Panic Selling Erupts: Silver Crashes 17%, Bitcoin Faces a $70,000 Defense Battle

KEYTAKEAWAYS

  • Silver’s 17% crash reflects weak liquidity and the rapid unwinding of speculative and leveraged positions.

 

  • Uncertainty over Federal Reserve policy and political influence is keeping precious metals highly volatile.

 

  • Bitcoin’s slide toward $70,000 highlights growing risk-off sentiment and pressure across dollar-denominated assets.

CONTENT

Silver plunges 17% as liquidity dries up, leverage unwinds, and a stronger dollar pressures commodities, while Bitcoin tests the critical $70,000 support level.

 

Panic Selling Erupts: Silver Crashes 17%, Bitcoin Faces a $70,000 Defense Battle


SILVER PLUNGES 17% AS MARKET LIQUIDITY DRIES UP

 

Spot silver prices plunged as much as 17% on Thursday, wiping out gains from the previous two days and highlighting the market’s ongoing struggle to find support after a historic sell-off. Christopher Wong, a strategist at OCBC, noted that investor sentiment remains weak across multiple asset classes, while scarce market liquidity has created a negative feedback loop that continues to pressure prices.

 

Due to its smaller market size and lower liquidity, silver has traditionally been more volatile than gold. In the absence of sufficient buying interest, short-term selling pressure has been significantly amplified. As a result, prices have fallen by more than one-third from their late-January highs.
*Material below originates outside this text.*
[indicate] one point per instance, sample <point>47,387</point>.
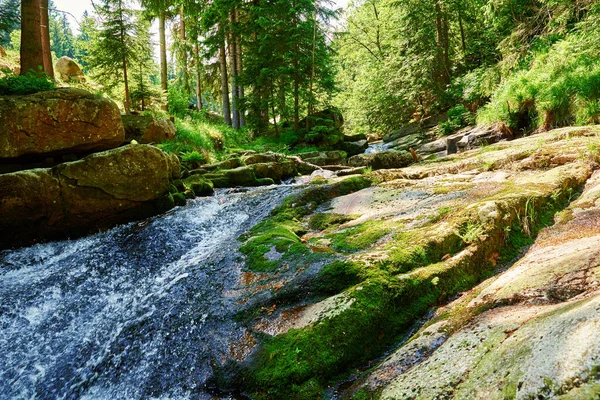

SPECULATIVE POSITION UNWINDING AND LEVERAGE PRESSURE

 

The previous surge in precious metals was largely driven by speculative momentum, geopolitical tensions, and concerns over central bank independence. Investors had accumulated substantial long positions and further amplified prices through leveraged exchange-traded products (ETPs) and bullish options.

 

However, when prices rise too quickly without solid fundamental support, any shift in sentiment can trigger large-scale forced liquidations and stop-loss selling. Analysts at Standard Chartered noted that short-term volatility caused by ETP redemptions was one of the main factors behind the synchronized decline in gold and silver. This technical correction reflects the market’s ongoing process of digesting excessive leverage accumulated earlier.


FEDERAL RESERVE POLICY EXPECTATIONS AND POLITICAL INTERFERENCE

 

On the macro front, markets are closely watching the policy direction following Kevin Warsh’s nomination as Federal Reserve Chair. President Trump recently stated that further rate cuts are highly likely, which in theory should be supportive for non-yielding assets such as precious metals.

 

However, concerns over political interference in monetary policy independence have instead increased market uncertainty. Until the policy outlook becomes clearer, gold and silver are expected to remain highly volatile. Despite short-term turbulence, some analysts believe that the structural factors supporting precious metals over the long term have not fully disappeared.


BITCOIN FACES A $70,000 DEFENSE BATTLE

 

Bitcoin continued to decline this morning, briefly touching a low of $70,701 at the time of writing, placing it dangerously close to the key psychological support level of $70,000. This represents a drop of more than 40% from its peak of around $126,000 in October last year.

 

In recent months, Bitcoin has largely decoupled from broader market trends. It failed to participate in rallies in gold, silver, and AI-related stocks, yet fully shared in their downturns—deeply disappointing many crypto investors.

 

Michael Burry, the protagonist of The Big Short, has also issued a fresh warning on Bitcoin. He argued that the recent decline has exposed Bitcoin’s speculative nature and its failure to function as an effective hedge against currency debasement. As prices fall below key thresholds, balance sheet pressures on corporate holders may force further selling, potentially triggering a chain reaction.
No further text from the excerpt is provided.